Now let's look at $sato. Its core imagination is not "made a bonding curve using Uniswap v4 hook," but it accurately grasped why would it be appealing to do a bonding curve on the ETH mainnet?


Its correct points are:


Decentralization. This is not another "platform"; it's just a contract dictated by code.


Huge internal circulation. The market cap must reach $1 billion to graduate. Doing this on any chain outside the ETH mainnet would seem like a fantasy. But not on the ETH mainnet because people have the impression of "old money" and "many diamond hands" on this chain. And this impression will deepen as the curve progresses.


No intervention. Once the curve is completed and the token graduates, the contract self-abandons. What comes next, like forming a pool, is left to the community to handle.


A bonding curve is not a new concept, but $sato has presented the most fitting one for the Ethereum mainnet, shifting players' focus from the bonding curve to a "game of belief."


On the other hand, Slonks, despite receiving optimistic remarks such as "incorporating AI concepts" and "the developer is a co-founder of ETHS," I believe its core attraction to retail players is "providing a sufficiently memeable game mechanism."


Slonks' artwork is generated by redeploying CryptoPunks with an on-chain neural network model. Since it is AI-generated, there will inevitably be deviations. The developer considers the chaos manifested by these deviations as a form of art. The less resemblance to the original work, the higher the "slop (low-quality) value."


This value ranges from 0 to 576, as CryptoPunks are 24x24 pixels, with each pixel's deviation representing a slop point. With a total of 10,000 Slonks NFTs, the theoretical maximum slop value is 576*10000 = 5,760,000, which is also the supply cap of $SLOP.


Holders can either burn an NFT, receiving $SLOP based on the NFT's slop value, merge two Slonks NFTs to obtain a less similar one and redeem more $SLOP, or burn $SLOP to exchange for an AI-recreated NFT with an unknown slop value.


In essence, this is a "game of who has better strategy and luck."


Why the Need for Hook?


So here's the question. Whether it's $upeg, $sato, or Slonks, couldn't they be implemented without the Uniswap v4 hook? Why add an extra layer of hook?

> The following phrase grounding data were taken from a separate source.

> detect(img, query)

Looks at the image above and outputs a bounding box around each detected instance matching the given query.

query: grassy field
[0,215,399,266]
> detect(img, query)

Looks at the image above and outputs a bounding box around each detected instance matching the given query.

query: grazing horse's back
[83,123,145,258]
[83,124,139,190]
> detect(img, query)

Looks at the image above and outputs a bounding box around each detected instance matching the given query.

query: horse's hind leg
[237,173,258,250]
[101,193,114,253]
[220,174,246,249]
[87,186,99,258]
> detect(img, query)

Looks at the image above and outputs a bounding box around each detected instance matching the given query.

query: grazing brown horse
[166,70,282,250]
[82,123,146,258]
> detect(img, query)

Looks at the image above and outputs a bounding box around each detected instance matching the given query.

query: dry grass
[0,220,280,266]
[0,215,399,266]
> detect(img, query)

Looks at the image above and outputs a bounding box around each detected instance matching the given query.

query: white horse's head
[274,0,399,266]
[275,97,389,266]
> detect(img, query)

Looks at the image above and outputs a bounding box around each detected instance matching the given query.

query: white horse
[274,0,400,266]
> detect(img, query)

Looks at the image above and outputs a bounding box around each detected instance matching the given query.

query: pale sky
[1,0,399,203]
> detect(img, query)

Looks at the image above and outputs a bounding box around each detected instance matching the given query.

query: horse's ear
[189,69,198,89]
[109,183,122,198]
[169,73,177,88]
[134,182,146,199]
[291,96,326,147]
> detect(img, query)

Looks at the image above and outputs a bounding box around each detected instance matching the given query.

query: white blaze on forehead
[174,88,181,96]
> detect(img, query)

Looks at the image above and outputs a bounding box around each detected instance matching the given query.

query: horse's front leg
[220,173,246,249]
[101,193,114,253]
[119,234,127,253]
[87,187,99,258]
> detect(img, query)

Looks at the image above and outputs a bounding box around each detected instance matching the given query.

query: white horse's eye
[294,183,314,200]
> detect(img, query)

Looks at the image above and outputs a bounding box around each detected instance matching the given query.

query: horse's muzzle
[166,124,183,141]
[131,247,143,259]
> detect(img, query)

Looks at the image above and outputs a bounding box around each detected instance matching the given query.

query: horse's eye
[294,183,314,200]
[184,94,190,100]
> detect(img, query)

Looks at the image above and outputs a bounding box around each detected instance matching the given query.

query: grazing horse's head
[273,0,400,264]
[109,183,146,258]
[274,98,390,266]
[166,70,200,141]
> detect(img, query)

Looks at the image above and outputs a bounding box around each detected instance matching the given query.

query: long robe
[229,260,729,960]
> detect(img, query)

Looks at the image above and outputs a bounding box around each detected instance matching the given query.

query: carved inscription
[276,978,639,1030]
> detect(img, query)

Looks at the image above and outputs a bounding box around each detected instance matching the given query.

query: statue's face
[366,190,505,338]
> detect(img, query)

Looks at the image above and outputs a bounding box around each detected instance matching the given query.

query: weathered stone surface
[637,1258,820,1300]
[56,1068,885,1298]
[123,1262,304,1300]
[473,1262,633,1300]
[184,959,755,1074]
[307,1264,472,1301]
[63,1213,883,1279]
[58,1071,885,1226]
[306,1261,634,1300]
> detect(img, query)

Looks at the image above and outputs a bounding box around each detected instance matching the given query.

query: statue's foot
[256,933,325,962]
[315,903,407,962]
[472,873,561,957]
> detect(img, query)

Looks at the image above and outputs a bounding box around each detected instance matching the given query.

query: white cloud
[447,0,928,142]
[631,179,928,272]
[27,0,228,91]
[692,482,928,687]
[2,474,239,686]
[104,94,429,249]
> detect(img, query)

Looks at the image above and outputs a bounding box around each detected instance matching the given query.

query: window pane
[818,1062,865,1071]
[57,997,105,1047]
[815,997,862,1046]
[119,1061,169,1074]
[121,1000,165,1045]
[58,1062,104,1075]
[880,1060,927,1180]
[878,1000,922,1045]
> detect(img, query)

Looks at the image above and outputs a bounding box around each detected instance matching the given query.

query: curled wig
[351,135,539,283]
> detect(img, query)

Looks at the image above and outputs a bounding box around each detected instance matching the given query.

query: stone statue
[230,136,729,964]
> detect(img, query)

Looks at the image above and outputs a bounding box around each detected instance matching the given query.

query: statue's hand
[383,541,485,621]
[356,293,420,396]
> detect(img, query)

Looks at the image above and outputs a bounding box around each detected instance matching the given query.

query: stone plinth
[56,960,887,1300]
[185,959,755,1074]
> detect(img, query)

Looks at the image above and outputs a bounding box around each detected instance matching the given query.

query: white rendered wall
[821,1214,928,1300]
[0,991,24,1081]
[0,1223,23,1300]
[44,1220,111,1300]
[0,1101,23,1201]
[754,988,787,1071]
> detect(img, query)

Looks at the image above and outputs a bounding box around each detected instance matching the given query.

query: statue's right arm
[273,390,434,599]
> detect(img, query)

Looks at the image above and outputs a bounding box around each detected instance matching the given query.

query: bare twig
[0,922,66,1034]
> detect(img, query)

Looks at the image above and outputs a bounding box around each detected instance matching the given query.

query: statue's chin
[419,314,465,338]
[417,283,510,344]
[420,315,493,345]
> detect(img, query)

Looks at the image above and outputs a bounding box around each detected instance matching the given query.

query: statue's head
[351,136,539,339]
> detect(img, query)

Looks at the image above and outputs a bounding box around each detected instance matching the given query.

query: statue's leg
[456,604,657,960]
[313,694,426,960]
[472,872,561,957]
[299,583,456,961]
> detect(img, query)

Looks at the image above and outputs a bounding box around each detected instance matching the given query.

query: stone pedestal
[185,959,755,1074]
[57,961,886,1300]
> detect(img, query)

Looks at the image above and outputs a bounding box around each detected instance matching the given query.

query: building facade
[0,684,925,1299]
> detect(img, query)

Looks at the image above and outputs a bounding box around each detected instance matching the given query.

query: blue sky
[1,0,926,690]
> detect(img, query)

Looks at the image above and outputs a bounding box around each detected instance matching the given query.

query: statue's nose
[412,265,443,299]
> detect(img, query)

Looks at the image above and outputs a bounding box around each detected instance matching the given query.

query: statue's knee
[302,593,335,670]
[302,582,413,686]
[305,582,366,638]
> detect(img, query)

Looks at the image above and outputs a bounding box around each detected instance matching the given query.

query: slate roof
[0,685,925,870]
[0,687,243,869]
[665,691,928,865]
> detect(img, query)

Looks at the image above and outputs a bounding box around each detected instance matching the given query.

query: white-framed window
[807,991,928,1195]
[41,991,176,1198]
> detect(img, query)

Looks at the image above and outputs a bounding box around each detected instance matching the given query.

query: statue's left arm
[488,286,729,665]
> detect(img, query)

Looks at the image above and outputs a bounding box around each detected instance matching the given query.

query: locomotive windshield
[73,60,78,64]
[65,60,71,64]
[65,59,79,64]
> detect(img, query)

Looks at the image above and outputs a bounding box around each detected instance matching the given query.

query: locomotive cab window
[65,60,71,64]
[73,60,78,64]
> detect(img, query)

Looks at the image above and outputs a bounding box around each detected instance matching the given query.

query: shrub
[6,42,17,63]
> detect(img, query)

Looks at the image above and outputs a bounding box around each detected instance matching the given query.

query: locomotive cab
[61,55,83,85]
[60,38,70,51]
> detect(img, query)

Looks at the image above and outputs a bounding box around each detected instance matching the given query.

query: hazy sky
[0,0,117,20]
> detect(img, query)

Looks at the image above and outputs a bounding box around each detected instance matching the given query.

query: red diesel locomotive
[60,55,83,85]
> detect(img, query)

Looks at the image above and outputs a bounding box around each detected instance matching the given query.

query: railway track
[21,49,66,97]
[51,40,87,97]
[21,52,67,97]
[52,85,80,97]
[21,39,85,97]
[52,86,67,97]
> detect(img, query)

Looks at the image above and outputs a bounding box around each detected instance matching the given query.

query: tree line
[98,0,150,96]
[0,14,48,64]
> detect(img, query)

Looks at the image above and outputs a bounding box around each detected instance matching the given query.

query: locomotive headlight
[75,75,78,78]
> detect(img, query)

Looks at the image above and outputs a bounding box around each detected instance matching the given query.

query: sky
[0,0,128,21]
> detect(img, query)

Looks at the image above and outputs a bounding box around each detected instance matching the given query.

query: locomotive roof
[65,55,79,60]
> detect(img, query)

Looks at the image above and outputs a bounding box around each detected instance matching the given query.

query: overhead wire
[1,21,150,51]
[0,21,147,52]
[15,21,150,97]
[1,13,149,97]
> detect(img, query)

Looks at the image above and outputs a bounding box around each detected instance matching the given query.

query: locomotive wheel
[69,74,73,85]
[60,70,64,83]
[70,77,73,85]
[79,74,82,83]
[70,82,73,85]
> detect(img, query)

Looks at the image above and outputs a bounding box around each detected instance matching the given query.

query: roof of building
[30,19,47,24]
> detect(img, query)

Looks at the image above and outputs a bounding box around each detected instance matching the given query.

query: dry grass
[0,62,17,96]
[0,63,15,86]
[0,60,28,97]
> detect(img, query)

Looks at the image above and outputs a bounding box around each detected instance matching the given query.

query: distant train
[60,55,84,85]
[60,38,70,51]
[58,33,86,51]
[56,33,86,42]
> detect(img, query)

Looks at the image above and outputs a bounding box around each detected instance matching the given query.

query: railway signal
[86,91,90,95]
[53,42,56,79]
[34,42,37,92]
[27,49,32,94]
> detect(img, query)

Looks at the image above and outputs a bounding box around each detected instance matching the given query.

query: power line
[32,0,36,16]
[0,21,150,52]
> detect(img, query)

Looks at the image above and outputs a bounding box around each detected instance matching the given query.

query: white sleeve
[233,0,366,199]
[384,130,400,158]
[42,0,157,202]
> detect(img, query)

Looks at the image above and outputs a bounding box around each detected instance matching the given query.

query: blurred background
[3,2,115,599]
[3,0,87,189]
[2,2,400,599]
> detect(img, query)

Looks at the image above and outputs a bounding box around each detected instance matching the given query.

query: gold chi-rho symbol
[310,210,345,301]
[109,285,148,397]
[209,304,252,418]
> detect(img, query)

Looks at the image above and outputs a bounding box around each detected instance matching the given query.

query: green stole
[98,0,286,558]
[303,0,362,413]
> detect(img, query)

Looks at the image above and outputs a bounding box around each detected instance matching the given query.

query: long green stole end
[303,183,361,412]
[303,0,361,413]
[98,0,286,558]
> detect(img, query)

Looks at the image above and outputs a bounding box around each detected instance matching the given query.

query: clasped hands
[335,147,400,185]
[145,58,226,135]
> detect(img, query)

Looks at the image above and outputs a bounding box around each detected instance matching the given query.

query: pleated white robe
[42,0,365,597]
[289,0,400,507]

Indeed, even without the hook, they could exist as standalone projects. However, Uniswap needs these projects to attract a retail player base, and these projects can leverage Uniswap's ecosystem and concepts to thrive further.


It's not necessary, but it's indeed a mutually beneficial relationship. If $upeg didn't use a hook in the beginning, it might not have caught the Uniswap team's attention, and this current hook trend narrative might not have existed.


As a retail investor, although the "Uniswap v4 hook" is a concept that everyone understands, we cannot simply dive in at the sight of a "hook." What we need to consider more is whether a project with the "hook" concept has innovative gameplay and a compelling narrative. This will determine how likely a "hook" project is to attract Uniswap's attention and support.


Only when players set high standards for their choices, Uniswap is determined to make itself the application market on Ethereum, and developers are full of creativity, can we truly say that the "Hook" will become the track that opens the bull market.